Purpose: : Chronic inflammation triggers pathological heme/lymph angiogenesis in the cornea, a key feature of many prominent ocular diseases. Sex-specific differences in the prevalence of ocular diseases are well documented and general sex-specific differences in inflammatory/immune responses have been reported. However, if chronic injury and the subsequent sequelae of inflammation and pathological angiogenesis exhibit sex-specific differences remains to be defined and was the aim of this study.

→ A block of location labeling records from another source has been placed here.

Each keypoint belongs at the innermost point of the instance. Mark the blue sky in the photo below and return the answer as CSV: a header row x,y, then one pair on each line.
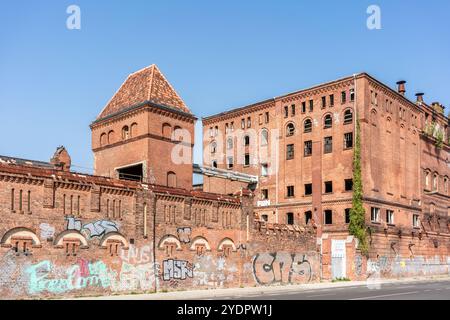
x,y
217,55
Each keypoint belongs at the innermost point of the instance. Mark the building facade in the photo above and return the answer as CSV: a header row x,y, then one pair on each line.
x,y
137,225
301,146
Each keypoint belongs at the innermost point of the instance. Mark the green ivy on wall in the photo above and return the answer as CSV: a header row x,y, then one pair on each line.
x,y
357,226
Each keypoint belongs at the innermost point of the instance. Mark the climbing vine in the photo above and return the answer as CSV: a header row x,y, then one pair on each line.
x,y
357,226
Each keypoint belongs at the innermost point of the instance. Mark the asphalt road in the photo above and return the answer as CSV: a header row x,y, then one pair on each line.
x,y
420,290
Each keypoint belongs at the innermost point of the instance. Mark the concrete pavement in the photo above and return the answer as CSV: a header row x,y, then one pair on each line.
x,y
410,288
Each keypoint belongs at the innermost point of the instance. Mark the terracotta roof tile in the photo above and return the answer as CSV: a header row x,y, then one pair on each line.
x,y
146,85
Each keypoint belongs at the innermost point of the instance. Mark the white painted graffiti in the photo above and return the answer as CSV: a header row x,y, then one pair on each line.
x,y
92,229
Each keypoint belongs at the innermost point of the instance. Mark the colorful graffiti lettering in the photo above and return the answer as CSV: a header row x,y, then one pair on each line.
x,y
281,267
177,269
40,278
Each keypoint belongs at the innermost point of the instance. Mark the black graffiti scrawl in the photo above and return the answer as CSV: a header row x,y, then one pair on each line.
x,y
281,267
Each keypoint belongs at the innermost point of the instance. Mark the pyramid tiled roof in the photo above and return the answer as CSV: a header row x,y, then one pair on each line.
x,y
145,85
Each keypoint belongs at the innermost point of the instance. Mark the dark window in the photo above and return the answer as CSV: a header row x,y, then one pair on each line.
x,y
247,140
290,218
347,215
308,189
328,145
230,162
328,121
348,140
247,160
348,116
307,126
290,130
348,184
308,148
328,186
328,217
264,194
289,152
290,191
343,97
308,216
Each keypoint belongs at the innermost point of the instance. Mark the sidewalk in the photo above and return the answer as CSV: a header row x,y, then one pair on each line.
x,y
218,293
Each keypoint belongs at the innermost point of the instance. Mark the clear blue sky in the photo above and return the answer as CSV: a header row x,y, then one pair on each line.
x,y
217,55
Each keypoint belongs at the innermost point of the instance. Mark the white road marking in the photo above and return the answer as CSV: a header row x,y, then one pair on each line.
x,y
322,295
385,295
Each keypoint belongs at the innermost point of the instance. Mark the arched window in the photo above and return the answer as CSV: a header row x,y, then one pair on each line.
x,y
348,116
213,147
167,131
290,130
246,140
446,185
427,180
133,130
111,136
171,179
327,121
308,216
290,218
125,132
103,139
435,182
230,143
264,137
177,133
307,126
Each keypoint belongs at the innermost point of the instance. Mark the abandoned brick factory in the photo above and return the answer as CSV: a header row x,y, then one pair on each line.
x,y
274,207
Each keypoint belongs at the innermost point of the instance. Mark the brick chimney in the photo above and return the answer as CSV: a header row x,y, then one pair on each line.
x,y
419,96
401,87
61,159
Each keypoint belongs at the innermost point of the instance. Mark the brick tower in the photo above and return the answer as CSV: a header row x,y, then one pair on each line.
x,y
145,132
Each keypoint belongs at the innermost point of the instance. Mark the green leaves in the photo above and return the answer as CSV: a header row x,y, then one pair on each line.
x,y
357,226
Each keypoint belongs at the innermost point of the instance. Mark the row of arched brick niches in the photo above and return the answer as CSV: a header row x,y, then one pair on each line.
x,y
130,131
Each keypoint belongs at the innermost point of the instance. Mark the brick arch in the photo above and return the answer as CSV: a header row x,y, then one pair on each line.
x,y
70,235
202,241
115,236
21,232
226,241
169,238
166,130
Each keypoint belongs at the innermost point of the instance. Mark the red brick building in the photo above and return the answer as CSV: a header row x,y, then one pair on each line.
x,y
274,204
300,146
137,225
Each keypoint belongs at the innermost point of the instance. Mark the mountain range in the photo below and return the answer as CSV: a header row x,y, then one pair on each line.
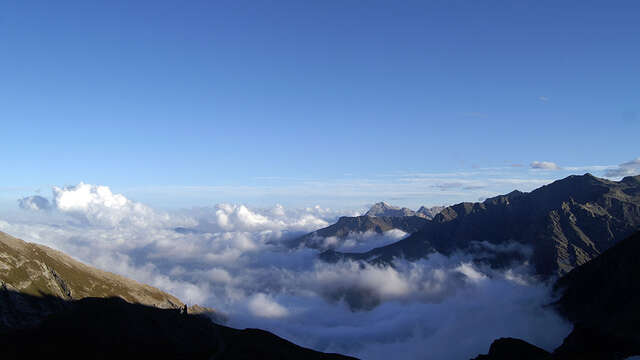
x,y
600,298
52,306
556,227
384,209
380,218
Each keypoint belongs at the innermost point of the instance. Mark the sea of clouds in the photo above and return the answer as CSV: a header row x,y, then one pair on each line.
x,y
246,264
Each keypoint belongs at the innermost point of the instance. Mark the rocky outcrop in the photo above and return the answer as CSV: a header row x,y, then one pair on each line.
x,y
361,224
511,348
566,224
111,328
52,306
601,299
384,209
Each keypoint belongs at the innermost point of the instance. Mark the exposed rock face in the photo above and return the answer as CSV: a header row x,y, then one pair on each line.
x,y
30,269
384,209
361,224
601,298
52,306
566,223
429,213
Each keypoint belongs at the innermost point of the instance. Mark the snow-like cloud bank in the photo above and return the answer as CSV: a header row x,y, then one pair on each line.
x,y
239,261
545,165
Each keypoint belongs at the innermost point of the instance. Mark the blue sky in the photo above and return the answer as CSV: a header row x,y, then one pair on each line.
x,y
299,102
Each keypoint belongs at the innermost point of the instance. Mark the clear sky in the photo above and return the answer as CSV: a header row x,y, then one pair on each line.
x,y
335,102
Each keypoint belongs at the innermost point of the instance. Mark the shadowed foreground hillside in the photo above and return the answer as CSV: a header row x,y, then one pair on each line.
x,y
111,328
565,224
54,307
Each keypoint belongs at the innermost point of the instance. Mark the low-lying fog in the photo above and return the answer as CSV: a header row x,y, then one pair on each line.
x,y
234,259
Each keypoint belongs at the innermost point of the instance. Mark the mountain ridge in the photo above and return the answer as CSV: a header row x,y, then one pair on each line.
x,y
567,222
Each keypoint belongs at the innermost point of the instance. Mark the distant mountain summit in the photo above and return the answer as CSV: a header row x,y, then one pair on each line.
x,y
429,213
563,225
52,306
384,209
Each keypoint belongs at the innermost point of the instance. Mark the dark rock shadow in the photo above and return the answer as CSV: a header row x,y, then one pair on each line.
x,y
48,327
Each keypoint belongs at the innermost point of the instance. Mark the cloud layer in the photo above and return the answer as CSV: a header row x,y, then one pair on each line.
x,y
628,168
236,259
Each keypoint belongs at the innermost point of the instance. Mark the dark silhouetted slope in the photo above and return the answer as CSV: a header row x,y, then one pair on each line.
x,y
565,223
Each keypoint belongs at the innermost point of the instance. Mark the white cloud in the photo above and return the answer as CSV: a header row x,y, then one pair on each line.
x,y
545,165
628,168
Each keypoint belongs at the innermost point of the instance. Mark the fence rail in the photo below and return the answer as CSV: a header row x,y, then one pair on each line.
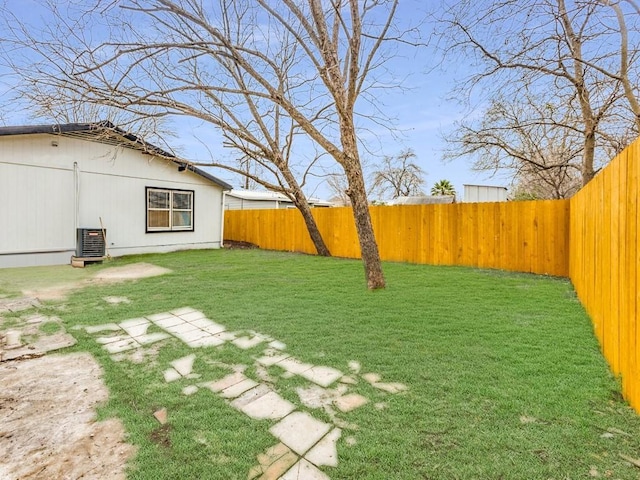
x,y
593,239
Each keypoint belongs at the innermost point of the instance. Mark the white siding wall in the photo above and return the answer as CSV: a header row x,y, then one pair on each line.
x,y
235,203
38,194
482,193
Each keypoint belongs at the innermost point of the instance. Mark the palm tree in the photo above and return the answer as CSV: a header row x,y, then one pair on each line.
x,y
443,187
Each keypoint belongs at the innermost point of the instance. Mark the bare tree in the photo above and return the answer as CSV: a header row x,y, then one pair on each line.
x,y
535,183
398,176
338,186
559,51
443,187
265,73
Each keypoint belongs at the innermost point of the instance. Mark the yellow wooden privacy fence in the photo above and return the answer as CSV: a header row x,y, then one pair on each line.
x,y
592,238
604,263
520,236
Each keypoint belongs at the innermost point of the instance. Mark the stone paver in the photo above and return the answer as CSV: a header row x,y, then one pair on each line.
x,y
349,402
238,389
182,311
304,470
116,300
269,406
192,336
299,431
214,328
167,322
102,328
320,375
390,387
191,316
277,345
250,395
246,343
184,365
121,345
271,468
219,385
372,377
152,338
202,323
114,338
226,336
136,326
325,453
209,341
171,375
156,318
294,366
181,328
268,360
190,390
349,380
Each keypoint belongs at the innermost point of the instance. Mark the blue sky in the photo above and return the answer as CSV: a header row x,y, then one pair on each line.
x,y
422,113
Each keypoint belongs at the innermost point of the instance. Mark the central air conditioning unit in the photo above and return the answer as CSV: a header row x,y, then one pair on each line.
x,y
90,242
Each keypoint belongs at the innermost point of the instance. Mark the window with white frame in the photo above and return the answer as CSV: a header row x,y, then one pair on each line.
x,y
169,210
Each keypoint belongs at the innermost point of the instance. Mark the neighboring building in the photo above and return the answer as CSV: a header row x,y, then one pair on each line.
x,y
56,179
423,200
484,193
256,200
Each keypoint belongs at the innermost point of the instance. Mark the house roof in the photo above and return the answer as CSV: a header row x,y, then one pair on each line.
x,y
258,195
106,132
272,196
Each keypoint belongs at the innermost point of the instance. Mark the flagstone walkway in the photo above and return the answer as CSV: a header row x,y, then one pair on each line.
x,y
305,444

Methods: : Chronic inflammation and neovascularization were induced by placing an 8-0 silk suture in the apex of the cornea of age-matched male and female Balb/c mice. Blood and lymph vessel formation were assessed by vital microscopy and immunofluorescence using CD31 (heme) and LYVE-1 (lymph) as specific markers of vascular and lymph endothelial cells, respectively. Myeloperoxidase (MPO) activity was selected as a quantitative marker for Polymorphonuclear leukocyte (PMN) infiltration. mRNA expression of key markers of corneal inflammation and angiogenesis (15-LOX, COX isoforms, HO-1 and selected receptors sFLT-1, FLT-4 and Fprl-1) was analyzed using RT-PCR.

Results: : Female and male mice developed similar degrees of heme angiogenesis and mRNA expression of key mediators of the VEGF circuit, VEGF-A and -C, and VEGF receptors (sFLT-1 and FLT-4) showed no sex-specific difference 7 days post suture placement. In contrast, marked differences were observed 48 hours post-suture injury. Males showed significantly higher PMN infiltration (2-fold) and expression of FLT-4 was markedly increased in females (1.5-fold). Females exhibited less lymph angiogenesis than males, correlating with a higher expression of 15-LOX in female than in male corneas (3-fold).

Conclusions: : These results demonstrate for the first time sex-specific differences in the sequelae of chronic corneal injury and differential regulation of mediators of inflammation and angiogenesis. Specifically, regulation of the expression of the 15-LOX pathway, a resident protective pathway, may counter balance sex-specific upregulation of pro-inflammatory or pro-angiogenic circuits.